In one embodiment, the projecting the 3D detection result to a to-be-detected picture according to the internal parameters to obtain a projected 2D detection result includes:

obtaining a 3D frame according to the 3D detection result, calculating the projected coordinates of each coordinate point according to the coordinates and internal parameters of the coordinate points of the 3D frame by adopting a projection formula, and forming the projected 2D detection result by the projected coordinates of each coordinate point;

the projection formula includes:

wherein the internal reference is (f)_x，f_y，p_x，p_y) The coordinates of the coordinate point of the 3D frame are (X, Y, Z), and the coordinates after projection are (u, v).

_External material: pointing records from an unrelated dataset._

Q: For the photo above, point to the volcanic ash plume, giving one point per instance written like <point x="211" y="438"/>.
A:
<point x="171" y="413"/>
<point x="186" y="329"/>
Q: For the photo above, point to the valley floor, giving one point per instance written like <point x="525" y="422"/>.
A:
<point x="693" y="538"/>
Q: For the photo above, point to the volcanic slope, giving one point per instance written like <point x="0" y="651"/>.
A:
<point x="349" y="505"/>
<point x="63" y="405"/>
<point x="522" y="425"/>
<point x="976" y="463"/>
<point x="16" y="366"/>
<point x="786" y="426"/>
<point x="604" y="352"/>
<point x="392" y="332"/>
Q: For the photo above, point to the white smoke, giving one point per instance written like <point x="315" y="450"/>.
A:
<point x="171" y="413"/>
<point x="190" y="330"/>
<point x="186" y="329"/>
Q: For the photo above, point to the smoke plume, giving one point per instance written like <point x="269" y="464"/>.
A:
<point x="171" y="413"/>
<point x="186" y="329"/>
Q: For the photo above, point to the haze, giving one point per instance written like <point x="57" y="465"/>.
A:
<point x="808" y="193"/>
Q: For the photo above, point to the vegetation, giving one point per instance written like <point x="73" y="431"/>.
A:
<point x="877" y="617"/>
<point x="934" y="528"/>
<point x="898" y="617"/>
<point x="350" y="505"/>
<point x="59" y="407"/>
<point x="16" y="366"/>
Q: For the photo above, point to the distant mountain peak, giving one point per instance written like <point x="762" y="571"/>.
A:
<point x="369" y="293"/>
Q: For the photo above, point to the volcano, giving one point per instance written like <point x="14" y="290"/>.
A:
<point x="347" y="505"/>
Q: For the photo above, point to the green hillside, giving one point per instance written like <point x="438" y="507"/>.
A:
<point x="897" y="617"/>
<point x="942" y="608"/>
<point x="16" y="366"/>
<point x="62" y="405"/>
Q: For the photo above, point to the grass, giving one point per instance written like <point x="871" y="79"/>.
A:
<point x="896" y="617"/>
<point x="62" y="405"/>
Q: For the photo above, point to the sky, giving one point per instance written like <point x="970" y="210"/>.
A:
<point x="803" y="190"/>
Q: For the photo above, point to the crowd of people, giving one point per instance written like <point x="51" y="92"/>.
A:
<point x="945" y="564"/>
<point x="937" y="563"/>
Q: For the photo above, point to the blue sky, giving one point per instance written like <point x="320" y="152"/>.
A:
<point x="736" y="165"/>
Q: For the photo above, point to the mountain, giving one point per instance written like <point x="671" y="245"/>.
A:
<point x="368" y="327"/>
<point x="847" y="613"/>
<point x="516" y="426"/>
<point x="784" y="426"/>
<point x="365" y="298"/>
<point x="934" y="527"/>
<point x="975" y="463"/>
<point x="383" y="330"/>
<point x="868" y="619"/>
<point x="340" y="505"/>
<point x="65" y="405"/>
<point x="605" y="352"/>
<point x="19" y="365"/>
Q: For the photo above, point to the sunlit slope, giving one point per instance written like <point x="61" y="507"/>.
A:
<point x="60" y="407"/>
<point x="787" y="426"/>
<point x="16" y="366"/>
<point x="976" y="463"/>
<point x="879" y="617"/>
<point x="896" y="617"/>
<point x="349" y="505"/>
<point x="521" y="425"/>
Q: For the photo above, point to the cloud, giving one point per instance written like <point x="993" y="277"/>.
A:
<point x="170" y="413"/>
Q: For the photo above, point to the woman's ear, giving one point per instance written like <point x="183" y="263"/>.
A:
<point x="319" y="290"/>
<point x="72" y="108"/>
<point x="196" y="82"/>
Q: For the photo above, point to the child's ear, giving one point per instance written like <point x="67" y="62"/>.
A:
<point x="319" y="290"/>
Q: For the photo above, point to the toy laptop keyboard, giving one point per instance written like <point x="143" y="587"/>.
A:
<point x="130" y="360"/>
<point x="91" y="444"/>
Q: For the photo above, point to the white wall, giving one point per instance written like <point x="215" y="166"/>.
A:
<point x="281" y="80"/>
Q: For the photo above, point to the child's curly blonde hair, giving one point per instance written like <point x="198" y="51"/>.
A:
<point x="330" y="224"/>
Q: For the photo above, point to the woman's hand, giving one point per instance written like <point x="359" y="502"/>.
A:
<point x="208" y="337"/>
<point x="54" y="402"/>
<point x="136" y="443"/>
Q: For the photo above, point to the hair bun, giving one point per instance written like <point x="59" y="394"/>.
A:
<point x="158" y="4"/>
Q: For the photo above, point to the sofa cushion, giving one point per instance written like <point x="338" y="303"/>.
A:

In a second aspect, the present invention provides a monocular 3D detection device, comprising:

the identification module is used for acquiring a 2D detection result and a 3D detection result of a target in a picture to be detected;

the projection module is used for projecting the 3D detection result onto the picture to be detected to obtain a projected 2D detection result;

the adjusting module is used for performing iterative adjustment on the 3D detection result according to the 2D detection result and the projected 2D detection result to obtain an adjusted 3D detection result;

and the processing module is used for carrying out 2D frame labeling and 3D frame labeling on the target on the picture to be detected according to the 2D detection result and the adjusted 3D detection result.

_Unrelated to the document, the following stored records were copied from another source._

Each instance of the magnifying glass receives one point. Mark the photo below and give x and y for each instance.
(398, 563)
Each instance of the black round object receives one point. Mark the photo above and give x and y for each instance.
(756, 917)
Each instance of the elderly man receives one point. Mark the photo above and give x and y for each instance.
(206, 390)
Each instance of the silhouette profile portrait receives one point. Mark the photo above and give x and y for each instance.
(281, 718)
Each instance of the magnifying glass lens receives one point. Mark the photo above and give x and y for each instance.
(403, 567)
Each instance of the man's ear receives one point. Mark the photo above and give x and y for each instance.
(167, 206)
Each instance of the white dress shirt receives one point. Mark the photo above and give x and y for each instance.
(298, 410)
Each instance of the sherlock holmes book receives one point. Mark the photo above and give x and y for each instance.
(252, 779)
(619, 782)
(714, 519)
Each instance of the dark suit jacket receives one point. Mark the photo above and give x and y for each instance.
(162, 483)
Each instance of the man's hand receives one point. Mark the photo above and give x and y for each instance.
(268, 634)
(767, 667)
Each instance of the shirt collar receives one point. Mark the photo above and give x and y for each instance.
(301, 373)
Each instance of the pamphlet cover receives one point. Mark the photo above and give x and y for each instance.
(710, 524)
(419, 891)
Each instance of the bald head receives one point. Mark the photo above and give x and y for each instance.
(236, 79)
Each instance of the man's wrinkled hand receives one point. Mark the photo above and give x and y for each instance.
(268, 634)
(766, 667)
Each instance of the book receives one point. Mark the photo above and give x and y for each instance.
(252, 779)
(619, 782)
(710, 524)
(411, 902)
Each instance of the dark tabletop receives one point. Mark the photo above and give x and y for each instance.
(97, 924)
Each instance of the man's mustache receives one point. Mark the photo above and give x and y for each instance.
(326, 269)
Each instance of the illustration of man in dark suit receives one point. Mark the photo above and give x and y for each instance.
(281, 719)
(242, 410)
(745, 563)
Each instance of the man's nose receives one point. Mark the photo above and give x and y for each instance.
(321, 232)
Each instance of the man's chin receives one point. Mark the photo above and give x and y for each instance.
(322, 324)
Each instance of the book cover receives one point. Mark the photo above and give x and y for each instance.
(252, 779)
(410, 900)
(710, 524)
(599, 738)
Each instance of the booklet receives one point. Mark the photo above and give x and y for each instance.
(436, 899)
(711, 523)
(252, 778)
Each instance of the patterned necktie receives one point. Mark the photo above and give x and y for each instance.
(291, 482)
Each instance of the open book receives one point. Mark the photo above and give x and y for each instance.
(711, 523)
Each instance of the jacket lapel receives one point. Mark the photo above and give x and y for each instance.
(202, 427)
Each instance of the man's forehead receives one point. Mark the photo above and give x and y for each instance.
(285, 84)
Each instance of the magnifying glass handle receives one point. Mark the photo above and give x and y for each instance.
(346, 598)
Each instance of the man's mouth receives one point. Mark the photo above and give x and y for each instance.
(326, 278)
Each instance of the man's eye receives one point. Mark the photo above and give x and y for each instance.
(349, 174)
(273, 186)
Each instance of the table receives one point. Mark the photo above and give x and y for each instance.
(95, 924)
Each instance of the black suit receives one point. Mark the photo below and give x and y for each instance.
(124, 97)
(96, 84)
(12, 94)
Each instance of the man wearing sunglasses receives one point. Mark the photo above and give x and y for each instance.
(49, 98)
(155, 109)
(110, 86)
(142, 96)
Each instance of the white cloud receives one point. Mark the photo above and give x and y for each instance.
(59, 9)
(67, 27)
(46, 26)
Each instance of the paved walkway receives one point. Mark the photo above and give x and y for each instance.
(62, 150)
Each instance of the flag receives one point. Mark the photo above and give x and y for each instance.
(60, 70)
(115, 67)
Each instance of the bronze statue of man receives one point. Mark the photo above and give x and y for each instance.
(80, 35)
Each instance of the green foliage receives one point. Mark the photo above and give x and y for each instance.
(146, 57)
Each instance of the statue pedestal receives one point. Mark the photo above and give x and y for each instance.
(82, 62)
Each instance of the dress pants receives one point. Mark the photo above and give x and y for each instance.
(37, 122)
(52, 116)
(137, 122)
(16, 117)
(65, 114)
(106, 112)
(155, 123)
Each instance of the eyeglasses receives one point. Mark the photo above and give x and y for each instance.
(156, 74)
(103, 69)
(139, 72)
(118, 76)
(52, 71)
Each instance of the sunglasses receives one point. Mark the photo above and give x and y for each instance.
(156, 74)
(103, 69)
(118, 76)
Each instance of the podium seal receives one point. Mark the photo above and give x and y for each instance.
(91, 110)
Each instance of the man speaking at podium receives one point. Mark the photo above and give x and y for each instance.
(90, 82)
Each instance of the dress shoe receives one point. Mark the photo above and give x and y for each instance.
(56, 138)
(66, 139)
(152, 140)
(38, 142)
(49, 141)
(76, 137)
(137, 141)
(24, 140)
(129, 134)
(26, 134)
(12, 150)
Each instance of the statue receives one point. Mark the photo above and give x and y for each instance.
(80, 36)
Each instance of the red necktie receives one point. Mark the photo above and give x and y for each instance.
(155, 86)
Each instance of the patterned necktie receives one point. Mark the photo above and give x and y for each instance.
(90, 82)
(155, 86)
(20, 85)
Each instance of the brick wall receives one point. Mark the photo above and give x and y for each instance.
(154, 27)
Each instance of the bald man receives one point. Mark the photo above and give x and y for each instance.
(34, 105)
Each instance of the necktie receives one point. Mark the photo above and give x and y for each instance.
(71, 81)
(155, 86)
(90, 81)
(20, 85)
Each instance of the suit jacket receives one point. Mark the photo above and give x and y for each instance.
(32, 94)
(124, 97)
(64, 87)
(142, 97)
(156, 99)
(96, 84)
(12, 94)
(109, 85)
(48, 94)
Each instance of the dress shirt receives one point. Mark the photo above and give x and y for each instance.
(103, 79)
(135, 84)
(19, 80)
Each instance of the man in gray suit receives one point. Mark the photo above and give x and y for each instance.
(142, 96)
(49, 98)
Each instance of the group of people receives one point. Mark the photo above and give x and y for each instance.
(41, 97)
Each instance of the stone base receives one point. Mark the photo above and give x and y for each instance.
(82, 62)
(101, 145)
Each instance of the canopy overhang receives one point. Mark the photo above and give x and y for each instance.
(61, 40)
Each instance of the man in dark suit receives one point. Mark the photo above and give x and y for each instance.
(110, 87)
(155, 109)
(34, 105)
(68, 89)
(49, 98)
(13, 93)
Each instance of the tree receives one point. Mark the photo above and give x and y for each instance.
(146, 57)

In a third aspect, the present invention provides an electronic device, comprising a memory and a memory storing a computer program, wherein the processor implements the steps of the monocular 3D detection method of the first aspect when executing the program.

In a fourth aspect, the present invention provides a processor-readable storage medium storing a computer program for causing a processor to perform the steps of the monocular 3D detection method of the first aspect.

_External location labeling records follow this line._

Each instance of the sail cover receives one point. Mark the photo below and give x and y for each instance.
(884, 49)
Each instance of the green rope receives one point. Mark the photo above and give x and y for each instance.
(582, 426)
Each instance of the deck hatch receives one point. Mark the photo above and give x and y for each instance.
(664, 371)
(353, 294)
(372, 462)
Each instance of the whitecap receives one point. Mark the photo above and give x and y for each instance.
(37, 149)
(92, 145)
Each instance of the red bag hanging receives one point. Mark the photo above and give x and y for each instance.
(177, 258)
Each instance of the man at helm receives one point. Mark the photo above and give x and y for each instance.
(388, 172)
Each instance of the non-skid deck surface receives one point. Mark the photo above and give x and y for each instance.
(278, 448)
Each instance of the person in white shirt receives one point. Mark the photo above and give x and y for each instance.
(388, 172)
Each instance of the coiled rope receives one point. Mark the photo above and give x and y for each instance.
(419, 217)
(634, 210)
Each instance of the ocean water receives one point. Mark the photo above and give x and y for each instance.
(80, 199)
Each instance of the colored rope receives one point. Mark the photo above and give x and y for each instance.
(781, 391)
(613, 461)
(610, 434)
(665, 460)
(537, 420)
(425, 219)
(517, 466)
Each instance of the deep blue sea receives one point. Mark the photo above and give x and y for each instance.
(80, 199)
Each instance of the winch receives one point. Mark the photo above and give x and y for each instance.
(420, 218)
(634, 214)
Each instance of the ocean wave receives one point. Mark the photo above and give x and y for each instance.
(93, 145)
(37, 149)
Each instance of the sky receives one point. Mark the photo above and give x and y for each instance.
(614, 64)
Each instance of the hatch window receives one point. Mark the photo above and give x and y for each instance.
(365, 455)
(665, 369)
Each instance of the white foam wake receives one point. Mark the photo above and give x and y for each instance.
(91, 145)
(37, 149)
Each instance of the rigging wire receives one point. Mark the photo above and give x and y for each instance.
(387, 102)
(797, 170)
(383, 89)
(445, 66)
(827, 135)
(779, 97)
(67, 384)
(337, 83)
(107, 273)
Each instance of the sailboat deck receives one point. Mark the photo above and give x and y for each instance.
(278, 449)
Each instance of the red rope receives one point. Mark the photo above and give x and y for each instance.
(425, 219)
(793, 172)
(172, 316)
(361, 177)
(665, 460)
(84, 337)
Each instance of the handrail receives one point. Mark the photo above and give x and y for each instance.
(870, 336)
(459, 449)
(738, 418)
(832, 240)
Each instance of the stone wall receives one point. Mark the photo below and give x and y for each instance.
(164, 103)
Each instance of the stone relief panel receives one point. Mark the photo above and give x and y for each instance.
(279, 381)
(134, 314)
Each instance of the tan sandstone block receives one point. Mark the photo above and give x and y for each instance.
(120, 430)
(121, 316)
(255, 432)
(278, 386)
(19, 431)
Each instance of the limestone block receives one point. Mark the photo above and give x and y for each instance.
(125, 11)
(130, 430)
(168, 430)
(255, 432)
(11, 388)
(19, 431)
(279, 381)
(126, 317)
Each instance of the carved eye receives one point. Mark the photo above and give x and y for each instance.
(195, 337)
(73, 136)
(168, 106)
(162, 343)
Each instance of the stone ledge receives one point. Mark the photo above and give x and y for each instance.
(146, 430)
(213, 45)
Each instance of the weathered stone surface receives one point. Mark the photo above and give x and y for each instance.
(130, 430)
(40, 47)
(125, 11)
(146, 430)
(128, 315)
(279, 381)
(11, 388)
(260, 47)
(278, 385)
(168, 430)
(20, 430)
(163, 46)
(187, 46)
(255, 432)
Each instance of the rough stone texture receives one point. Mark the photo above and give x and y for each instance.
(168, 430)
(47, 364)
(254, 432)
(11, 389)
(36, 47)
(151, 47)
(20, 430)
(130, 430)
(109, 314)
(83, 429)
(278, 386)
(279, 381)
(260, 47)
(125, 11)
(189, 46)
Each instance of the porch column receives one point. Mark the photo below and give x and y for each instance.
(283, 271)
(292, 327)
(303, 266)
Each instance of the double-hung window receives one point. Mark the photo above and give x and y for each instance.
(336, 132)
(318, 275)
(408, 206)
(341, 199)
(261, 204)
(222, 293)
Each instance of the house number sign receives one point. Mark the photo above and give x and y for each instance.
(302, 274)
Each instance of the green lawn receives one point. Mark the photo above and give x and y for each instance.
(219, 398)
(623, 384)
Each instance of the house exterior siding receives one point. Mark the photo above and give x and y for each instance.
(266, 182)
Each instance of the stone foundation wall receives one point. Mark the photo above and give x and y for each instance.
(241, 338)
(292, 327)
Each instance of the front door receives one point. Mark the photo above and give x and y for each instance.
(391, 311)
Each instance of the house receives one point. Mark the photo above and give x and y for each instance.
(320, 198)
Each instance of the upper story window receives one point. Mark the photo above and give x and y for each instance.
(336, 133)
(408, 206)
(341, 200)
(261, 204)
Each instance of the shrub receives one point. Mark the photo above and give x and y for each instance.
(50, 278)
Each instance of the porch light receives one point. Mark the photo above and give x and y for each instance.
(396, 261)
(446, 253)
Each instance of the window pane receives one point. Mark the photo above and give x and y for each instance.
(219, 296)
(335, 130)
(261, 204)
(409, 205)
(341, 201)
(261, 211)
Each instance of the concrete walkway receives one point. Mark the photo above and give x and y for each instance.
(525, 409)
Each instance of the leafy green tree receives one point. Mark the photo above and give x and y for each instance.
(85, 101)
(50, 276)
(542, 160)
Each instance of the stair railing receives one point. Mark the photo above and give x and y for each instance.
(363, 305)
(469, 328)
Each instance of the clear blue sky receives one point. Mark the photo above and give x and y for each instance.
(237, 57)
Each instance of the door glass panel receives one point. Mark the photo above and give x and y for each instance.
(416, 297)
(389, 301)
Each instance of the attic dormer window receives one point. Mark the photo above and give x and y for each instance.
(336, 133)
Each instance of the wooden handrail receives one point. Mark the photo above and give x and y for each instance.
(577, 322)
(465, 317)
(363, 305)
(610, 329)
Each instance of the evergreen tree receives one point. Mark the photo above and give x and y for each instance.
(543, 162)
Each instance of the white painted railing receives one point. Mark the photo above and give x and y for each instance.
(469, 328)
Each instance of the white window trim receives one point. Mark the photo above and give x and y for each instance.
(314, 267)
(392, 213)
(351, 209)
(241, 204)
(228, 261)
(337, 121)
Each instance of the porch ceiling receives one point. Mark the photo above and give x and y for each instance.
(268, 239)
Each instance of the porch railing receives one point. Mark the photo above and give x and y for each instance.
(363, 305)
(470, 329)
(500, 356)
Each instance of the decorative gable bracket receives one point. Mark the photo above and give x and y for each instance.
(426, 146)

According to the monocular 3D detection method, the monocular 3D detection system, the electronic device and the storage medium, the projected 2D detection result is obtained by projecting the 3D detection result onto the picture to be detected, the 3D detection result is iteratively adjusted according to the 2D detection result and the projected 2D detection result, the adjusted 3D detection result is obtained, and therefore 2D frame labeling and 3D frame labeling are conducted on the target on the picture to be detected according to the 2D detection result and the adjusted 3D detection result, the output 3D detection result is effectively optimized, meanwhile, the rationality and the stability of the 3D detection result are improved, and the overall precision of monocular 3D detection is improved.

Drawings

In order to more clearly illustrate the technical solutions of the present invention or the prior art, the drawings needed for the description of the embodiments or the prior art will be briefly described below, and it is obvious that the drawings in the following description are some embodiments of the present invention, and those skilled in the art can also obtain other drawings according to the drawings without creative efforts.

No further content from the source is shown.